New York, NY (December 3, 2021) — The Huntington’s Disease Society of America (HDSA) is proud to announce that Jeff Carroll, PhD and Beth Hoffman, PhD have been elected to the Society’s National Board of Trustees.

“On behalf of HDSA’s Board of Trustees, we are excited to welcome Dr. Carroll and Dr. Hoffman” said HDSA’s President and CEO Louise Vetter. “They are both established scientific and volunteer leaders in the HD community whose experience will undoubtedly strengthen HDSA’s mission work.”

Dr. Carroll is an Associate Professor in the Behavioral Neuroscience Program and the Department of Psychology at Western Washington University. Dr. Carroll is Co-Founder of HDBuzz.net and continues to serve as the site’s Editor-in-Chief. During his PhD he trained with Michael Hayden (University of British Columbia), his postdoctoral studies were conducted under the supervision of Marcy MacDonald (MGH, Harvard Medical School). As well as conducting research, Dr. Carroll is a member of an HD family and carries the mutation which causes HD.

Dr. Hoffman is the Founder and CEO at Origami Therapeutics, Inc. At Origami, Dr. Hoffman is leveraging lessons learned during 20 years of CNS drug discovery to create a novel, precision medicine approach to treating neurodegenerative diseases by “fixing broken proteins”. Dr. Hoffman served on the Board of Directors at HDSA’s San Diego Chapter and currently serves on the Scientific Advisory Board of the Tau Consortium. Dr.
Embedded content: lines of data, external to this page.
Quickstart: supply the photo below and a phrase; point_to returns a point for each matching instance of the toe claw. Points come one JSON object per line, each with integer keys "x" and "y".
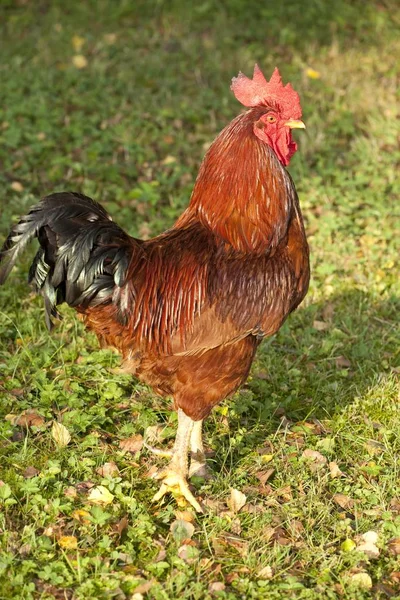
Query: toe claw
{"x": 176, "y": 484}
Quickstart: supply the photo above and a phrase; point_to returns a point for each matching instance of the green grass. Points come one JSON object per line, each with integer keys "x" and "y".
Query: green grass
{"x": 130, "y": 129}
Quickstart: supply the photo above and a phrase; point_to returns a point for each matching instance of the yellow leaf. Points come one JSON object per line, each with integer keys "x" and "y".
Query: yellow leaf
{"x": 68, "y": 542}
{"x": 81, "y": 515}
{"x": 77, "y": 42}
{"x": 362, "y": 580}
{"x": 17, "y": 186}
{"x": 237, "y": 500}
{"x": 100, "y": 495}
{"x": 348, "y": 545}
{"x": 312, "y": 73}
{"x": 79, "y": 61}
{"x": 334, "y": 470}
{"x": 60, "y": 434}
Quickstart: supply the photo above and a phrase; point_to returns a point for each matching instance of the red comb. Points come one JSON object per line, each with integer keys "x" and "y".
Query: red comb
{"x": 260, "y": 92}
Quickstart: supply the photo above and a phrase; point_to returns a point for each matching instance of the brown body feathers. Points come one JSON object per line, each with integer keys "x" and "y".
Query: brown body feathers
{"x": 188, "y": 308}
{"x": 201, "y": 296}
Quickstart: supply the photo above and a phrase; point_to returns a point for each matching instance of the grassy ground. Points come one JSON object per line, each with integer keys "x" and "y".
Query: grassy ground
{"x": 119, "y": 102}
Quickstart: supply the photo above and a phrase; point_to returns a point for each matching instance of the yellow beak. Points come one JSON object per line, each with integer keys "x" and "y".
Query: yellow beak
{"x": 295, "y": 124}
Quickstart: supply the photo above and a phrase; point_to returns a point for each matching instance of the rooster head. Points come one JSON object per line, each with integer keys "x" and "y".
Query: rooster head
{"x": 282, "y": 110}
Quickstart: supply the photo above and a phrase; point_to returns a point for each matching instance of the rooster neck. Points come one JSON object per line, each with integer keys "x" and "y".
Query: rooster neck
{"x": 242, "y": 192}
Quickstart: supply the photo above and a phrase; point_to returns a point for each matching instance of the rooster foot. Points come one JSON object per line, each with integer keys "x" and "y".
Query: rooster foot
{"x": 198, "y": 466}
{"x": 175, "y": 483}
{"x": 159, "y": 451}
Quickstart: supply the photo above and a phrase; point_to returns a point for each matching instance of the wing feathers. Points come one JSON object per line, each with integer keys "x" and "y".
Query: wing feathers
{"x": 83, "y": 254}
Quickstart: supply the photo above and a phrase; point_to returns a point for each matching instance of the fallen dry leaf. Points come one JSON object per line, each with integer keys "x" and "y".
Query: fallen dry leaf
{"x": 263, "y": 476}
{"x": 362, "y": 580}
{"x": 81, "y": 515}
{"x": 100, "y": 495}
{"x": 60, "y": 434}
{"x": 334, "y": 470}
{"x": 369, "y": 550}
{"x": 133, "y": 444}
{"x": 185, "y": 515}
{"x": 77, "y": 42}
{"x": 314, "y": 456}
{"x": 30, "y": 472}
{"x": 68, "y": 542}
{"x": 109, "y": 469}
{"x": 312, "y": 73}
{"x": 236, "y": 501}
{"x": 182, "y": 530}
{"x": 342, "y": 362}
{"x": 120, "y": 527}
{"x": 265, "y": 573}
{"x": 216, "y": 586}
{"x": 320, "y": 325}
{"x": 188, "y": 553}
{"x": 70, "y": 492}
{"x": 343, "y": 501}
{"x": 374, "y": 448}
{"x": 144, "y": 587}
{"x": 27, "y": 418}
{"x": 394, "y": 546}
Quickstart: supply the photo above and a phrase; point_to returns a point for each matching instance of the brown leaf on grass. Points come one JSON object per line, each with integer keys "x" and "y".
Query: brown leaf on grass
{"x": 343, "y": 501}
{"x": 236, "y": 501}
{"x": 18, "y": 392}
{"x": 374, "y": 448}
{"x": 361, "y": 580}
{"x": 342, "y": 362}
{"x": 236, "y": 542}
{"x": 314, "y": 456}
{"x": 133, "y": 444}
{"x": 394, "y": 546}
{"x": 81, "y": 515}
{"x": 60, "y": 434}
{"x": 68, "y": 542}
{"x": 216, "y": 586}
{"x": 320, "y": 325}
{"x": 109, "y": 469}
{"x": 28, "y": 418}
{"x": 265, "y": 573}
{"x": 120, "y": 527}
{"x": 100, "y": 495}
{"x": 263, "y": 476}
{"x": 182, "y": 530}
{"x": 334, "y": 470}
{"x": 285, "y": 493}
{"x": 185, "y": 515}
{"x": 70, "y": 492}
{"x": 144, "y": 587}
{"x": 188, "y": 553}
{"x": 30, "y": 472}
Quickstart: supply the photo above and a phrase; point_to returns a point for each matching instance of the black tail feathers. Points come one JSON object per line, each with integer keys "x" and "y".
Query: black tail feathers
{"x": 83, "y": 254}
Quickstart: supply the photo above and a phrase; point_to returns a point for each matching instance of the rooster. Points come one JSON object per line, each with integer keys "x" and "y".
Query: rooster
{"x": 188, "y": 308}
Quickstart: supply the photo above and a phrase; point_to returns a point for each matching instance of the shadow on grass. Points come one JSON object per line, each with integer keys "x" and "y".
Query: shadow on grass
{"x": 326, "y": 355}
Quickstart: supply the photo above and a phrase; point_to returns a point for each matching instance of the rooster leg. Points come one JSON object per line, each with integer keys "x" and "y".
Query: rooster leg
{"x": 174, "y": 476}
{"x": 158, "y": 451}
{"x": 198, "y": 465}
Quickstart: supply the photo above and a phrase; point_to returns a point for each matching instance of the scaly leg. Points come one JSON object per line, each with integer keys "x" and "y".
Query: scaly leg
{"x": 197, "y": 459}
{"x": 174, "y": 476}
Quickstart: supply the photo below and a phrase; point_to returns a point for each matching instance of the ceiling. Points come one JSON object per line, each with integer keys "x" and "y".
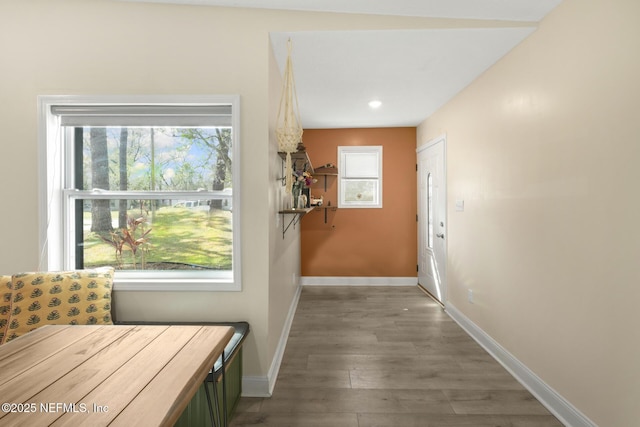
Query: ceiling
{"x": 412, "y": 72}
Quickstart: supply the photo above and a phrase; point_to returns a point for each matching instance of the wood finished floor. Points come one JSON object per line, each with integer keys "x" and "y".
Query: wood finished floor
{"x": 387, "y": 357}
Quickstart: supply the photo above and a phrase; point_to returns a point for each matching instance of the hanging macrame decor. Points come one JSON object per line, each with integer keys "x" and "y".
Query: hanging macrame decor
{"x": 288, "y": 127}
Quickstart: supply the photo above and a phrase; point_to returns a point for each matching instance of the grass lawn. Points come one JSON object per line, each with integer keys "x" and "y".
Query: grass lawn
{"x": 185, "y": 236}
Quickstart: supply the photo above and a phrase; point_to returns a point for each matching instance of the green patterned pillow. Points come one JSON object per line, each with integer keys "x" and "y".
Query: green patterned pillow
{"x": 5, "y": 304}
{"x": 80, "y": 297}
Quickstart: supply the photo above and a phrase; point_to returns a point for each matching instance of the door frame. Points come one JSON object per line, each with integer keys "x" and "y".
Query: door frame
{"x": 443, "y": 139}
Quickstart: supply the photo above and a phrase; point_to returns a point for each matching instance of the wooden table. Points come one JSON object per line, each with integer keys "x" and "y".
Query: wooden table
{"x": 105, "y": 375}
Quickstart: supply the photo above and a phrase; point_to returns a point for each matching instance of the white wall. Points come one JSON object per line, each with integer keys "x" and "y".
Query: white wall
{"x": 544, "y": 150}
{"x": 109, "y": 47}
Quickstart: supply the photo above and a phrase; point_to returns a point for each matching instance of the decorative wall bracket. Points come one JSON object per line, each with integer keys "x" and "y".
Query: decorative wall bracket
{"x": 297, "y": 215}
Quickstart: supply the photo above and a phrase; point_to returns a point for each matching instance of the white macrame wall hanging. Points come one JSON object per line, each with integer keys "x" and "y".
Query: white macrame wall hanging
{"x": 288, "y": 127}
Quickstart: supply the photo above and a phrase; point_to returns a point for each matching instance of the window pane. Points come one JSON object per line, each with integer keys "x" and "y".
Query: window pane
{"x": 360, "y": 191}
{"x": 155, "y": 234}
{"x": 361, "y": 165}
{"x": 153, "y": 158}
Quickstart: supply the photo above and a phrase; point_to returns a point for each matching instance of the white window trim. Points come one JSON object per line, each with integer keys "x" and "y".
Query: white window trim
{"x": 370, "y": 149}
{"x": 51, "y": 200}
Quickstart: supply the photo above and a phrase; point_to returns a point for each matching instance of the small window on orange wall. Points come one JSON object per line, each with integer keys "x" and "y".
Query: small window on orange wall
{"x": 360, "y": 177}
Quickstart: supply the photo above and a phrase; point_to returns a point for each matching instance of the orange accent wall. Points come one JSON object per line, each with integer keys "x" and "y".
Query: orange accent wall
{"x": 363, "y": 242}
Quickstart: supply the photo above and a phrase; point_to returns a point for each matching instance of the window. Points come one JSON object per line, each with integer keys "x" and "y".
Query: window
{"x": 360, "y": 177}
{"x": 145, "y": 184}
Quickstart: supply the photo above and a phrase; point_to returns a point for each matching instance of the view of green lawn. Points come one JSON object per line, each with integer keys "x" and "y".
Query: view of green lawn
{"x": 180, "y": 238}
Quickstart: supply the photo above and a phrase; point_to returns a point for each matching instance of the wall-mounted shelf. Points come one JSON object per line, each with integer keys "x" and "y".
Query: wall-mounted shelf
{"x": 297, "y": 215}
{"x": 295, "y": 158}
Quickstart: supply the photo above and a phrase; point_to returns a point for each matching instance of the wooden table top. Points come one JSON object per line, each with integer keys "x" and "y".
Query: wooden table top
{"x": 105, "y": 375}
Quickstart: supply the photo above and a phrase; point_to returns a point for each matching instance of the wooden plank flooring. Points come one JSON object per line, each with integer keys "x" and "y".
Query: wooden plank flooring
{"x": 387, "y": 357}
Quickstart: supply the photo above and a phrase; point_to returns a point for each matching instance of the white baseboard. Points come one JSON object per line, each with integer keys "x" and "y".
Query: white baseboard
{"x": 552, "y": 400}
{"x": 253, "y": 386}
{"x": 357, "y": 281}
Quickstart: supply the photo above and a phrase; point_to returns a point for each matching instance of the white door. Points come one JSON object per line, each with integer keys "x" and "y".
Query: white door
{"x": 432, "y": 251}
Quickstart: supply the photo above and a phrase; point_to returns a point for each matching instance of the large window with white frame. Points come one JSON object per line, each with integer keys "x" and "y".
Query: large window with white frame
{"x": 148, "y": 185}
{"x": 360, "y": 176}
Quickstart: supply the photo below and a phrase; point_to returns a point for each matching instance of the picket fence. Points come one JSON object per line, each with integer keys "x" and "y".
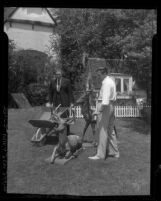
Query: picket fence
{"x": 120, "y": 111}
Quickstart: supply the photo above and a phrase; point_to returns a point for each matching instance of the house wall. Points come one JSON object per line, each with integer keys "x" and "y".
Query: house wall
{"x": 27, "y": 37}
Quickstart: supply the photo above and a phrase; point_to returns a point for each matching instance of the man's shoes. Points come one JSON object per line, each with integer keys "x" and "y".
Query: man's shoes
{"x": 94, "y": 157}
{"x": 114, "y": 156}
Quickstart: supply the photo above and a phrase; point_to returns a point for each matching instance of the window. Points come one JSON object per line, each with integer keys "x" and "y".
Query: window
{"x": 126, "y": 84}
{"x": 118, "y": 84}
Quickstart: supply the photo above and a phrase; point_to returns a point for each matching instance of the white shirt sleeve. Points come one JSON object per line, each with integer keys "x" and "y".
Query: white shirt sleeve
{"x": 105, "y": 93}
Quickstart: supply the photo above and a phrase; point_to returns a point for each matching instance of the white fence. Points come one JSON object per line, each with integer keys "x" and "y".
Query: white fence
{"x": 120, "y": 111}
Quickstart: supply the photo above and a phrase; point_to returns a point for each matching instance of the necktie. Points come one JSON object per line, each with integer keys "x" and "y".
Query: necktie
{"x": 58, "y": 84}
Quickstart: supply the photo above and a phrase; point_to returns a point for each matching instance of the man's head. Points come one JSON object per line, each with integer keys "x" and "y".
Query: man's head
{"x": 58, "y": 73}
{"x": 102, "y": 72}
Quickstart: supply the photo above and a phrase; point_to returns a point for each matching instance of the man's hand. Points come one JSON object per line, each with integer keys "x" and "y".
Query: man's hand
{"x": 49, "y": 105}
{"x": 71, "y": 105}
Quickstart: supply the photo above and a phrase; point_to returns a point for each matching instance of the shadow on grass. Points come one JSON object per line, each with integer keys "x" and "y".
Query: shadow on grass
{"x": 139, "y": 125}
{"x": 53, "y": 140}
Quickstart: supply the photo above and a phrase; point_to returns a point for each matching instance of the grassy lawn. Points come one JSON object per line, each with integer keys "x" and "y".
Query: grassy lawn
{"x": 29, "y": 173}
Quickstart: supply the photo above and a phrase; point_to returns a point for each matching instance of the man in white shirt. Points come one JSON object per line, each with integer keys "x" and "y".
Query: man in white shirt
{"x": 107, "y": 145}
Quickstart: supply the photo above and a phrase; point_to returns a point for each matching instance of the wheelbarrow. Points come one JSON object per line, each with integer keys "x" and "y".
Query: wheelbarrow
{"x": 48, "y": 122}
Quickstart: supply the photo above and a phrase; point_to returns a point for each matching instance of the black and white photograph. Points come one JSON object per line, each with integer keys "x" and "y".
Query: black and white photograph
{"x": 79, "y": 100}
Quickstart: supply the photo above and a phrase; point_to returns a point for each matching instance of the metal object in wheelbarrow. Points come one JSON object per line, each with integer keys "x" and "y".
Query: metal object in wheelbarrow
{"x": 41, "y": 123}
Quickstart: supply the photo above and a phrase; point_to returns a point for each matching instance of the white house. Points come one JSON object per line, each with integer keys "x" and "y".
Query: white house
{"x": 30, "y": 28}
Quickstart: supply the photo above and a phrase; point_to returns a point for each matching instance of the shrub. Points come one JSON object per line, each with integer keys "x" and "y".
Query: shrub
{"x": 146, "y": 113}
{"x": 37, "y": 94}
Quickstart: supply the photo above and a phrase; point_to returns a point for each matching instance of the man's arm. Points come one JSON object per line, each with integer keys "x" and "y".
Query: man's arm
{"x": 105, "y": 96}
{"x": 51, "y": 92}
{"x": 70, "y": 93}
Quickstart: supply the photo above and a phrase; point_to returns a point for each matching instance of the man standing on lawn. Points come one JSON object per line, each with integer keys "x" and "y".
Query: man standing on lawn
{"x": 60, "y": 92}
{"x": 107, "y": 145}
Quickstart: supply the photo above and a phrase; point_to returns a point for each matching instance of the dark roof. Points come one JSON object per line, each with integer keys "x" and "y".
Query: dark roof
{"x": 119, "y": 74}
{"x": 9, "y": 11}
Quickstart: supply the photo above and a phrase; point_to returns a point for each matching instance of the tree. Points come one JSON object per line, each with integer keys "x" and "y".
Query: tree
{"x": 109, "y": 34}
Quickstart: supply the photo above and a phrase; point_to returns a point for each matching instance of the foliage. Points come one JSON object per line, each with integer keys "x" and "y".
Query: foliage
{"x": 124, "y": 34}
{"x": 36, "y": 94}
{"x": 27, "y": 66}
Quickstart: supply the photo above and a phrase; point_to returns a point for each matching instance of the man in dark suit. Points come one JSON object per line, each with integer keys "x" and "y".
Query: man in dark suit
{"x": 60, "y": 92}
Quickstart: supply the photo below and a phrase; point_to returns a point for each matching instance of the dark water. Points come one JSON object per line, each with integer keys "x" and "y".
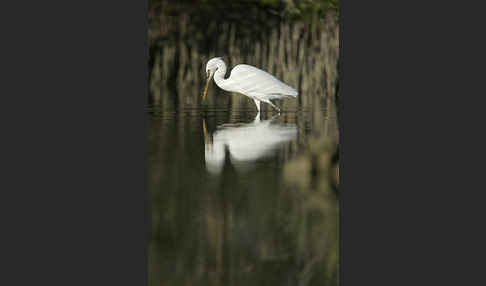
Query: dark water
{"x": 226, "y": 205}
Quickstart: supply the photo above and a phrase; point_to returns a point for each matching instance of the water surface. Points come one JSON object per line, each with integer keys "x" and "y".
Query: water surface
{"x": 225, "y": 205}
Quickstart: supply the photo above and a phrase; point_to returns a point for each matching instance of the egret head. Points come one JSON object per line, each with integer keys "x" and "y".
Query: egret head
{"x": 211, "y": 68}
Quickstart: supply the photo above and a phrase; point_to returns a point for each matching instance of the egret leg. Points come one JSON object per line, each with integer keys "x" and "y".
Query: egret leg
{"x": 257, "y": 103}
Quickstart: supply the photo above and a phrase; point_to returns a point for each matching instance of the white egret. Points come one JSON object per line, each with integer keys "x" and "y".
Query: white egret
{"x": 248, "y": 80}
{"x": 245, "y": 143}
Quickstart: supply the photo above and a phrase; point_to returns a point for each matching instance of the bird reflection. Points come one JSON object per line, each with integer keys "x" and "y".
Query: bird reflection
{"x": 245, "y": 143}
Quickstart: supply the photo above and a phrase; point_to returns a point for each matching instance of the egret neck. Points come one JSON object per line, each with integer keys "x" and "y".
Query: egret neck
{"x": 220, "y": 73}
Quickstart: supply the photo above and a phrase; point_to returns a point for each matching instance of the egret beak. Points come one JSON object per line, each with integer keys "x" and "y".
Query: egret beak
{"x": 210, "y": 76}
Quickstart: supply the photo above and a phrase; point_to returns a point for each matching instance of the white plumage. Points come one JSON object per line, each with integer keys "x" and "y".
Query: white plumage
{"x": 250, "y": 81}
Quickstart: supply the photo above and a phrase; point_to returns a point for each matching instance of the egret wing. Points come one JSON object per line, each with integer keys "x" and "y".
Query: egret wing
{"x": 250, "y": 80}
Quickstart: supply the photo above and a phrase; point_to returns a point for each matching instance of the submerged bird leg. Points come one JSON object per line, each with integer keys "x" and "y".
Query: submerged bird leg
{"x": 273, "y": 105}
{"x": 257, "y": 103}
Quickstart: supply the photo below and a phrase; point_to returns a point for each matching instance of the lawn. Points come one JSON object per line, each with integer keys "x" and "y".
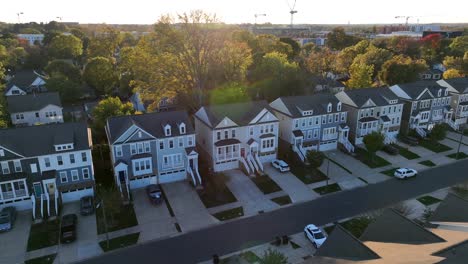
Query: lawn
{"x": 49, "y": 259}
{"x": 123, "y": 218}
{"x": 428, "y": 200}
{"x": 461, "y": 155}
{"x": 406, "y": 152}
{"x": 230, "y": 214}
{"x": 427, "y": 163}
{"x": 43, "y": 235}
{"x": 120, "y": 242}
{"x": 265, "y": 184}
{"x": 328, "y": 189}
{"x": 372, "y": 161}
{"x": 434, "y": 147}
{"x": 282, "y": 200}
Hoffman received an AB in Molecular Biology from Wellesley College, a PhD in Cell Biology from the Johns Hopkins University and was Chief of the Molecular Pharmacology Unit at the National Institute of Mental Health in Bethesda, Maryland.

For more information about HDSA’s National Board of Trustees, please visit www.HDSA.org/bot.


Huntington’s disease is a fatal genetic disorder that causes the progressive breakdown of nerve cells in the brain. It deteriorates a person’s physical and mental abilities during their prime working years and has no cure. Every child of a parent with HD has a 50/50 chance of carrying the faulty gene. Today, there are approximately 41,000 symptomatic Americans and more than 200,000 at-risk of inheriting the disease.

The symptoms of HD are described as having ALS, Parkinson’s & Alzheimer’s – simultaneously.

The Huntington’s Disease Society of America is the premier nonprofit organization dedicated to improving the lives of everyone affected by HD.  From community services and education to advocacy and research, HDSA is the world’s leader in providing help for today and hope for tomorrow for people with HD and their families.